Jim Broadbent (The Iron Lady, The Lady in the Van) plays Tony, in many ways a very ordinary middle-class man in his 60s living a conventional life, who is thrown back into the past when he receives a legacy consisting of a diary and letter which forces him to question his life so far, and the decisions he has made.

The Sense of an Ending also raises questions about the nature of time. In the novel The Go-Between, L P Hartley writes: ‘The past is another country’. The novelist William Faulkener once said: ‘The past is not dead; it’s not even past’. The theoretical physicist Lee Smolin argues in his book Time Reborn that only the present is real.

Boasting an impressive cast which includes the inimitable Charlotte Rampling, these questions and those pertaining to Tony’s past are explored, although not completely resolved, in a positive way that allows Tony to move forward in the river of time.
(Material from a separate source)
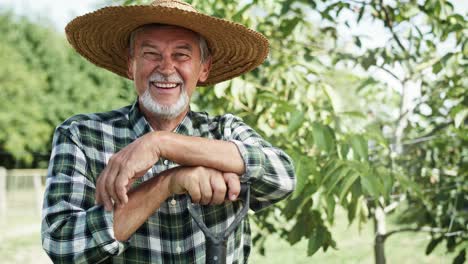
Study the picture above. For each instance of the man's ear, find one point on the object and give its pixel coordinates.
(130, 68)
(205, 70)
A BBC/US coproduction, The Sense of an Ending is directed by the Indian filmmaker Ratesh Batra, who wrote and directed The Lunchbox, an inspiring film about the role played by a lunchbox in bringing two lonely and unhappy people together (available for download on SBS On Demand).

Batra read Julian Barnes’ novel in 2011. He admits his filmic take is very different to the book in many ways, but Batra brings the book’s complex upper-middle-class characters to life with great empathy and psychological realism.

The film’s point of view is almost entirely that of the emotionally closed-off Tony, and we become aware of this from the story’s many lacunas, and way other characters in the film view him, in particular his daughter Susie (Michelle Dockery from Downton Abbey), ex-wife Margaret (Harriet Walter), and his passion from the past, Veronica (Rampling).

According to Ritesh, The Sense of an Ending is about growing up in old age. From the point of view of contemporary filmmaking however, it is another memorable example of how cinema is more than capable of holding its own in the new age of ‘Indie’ TV.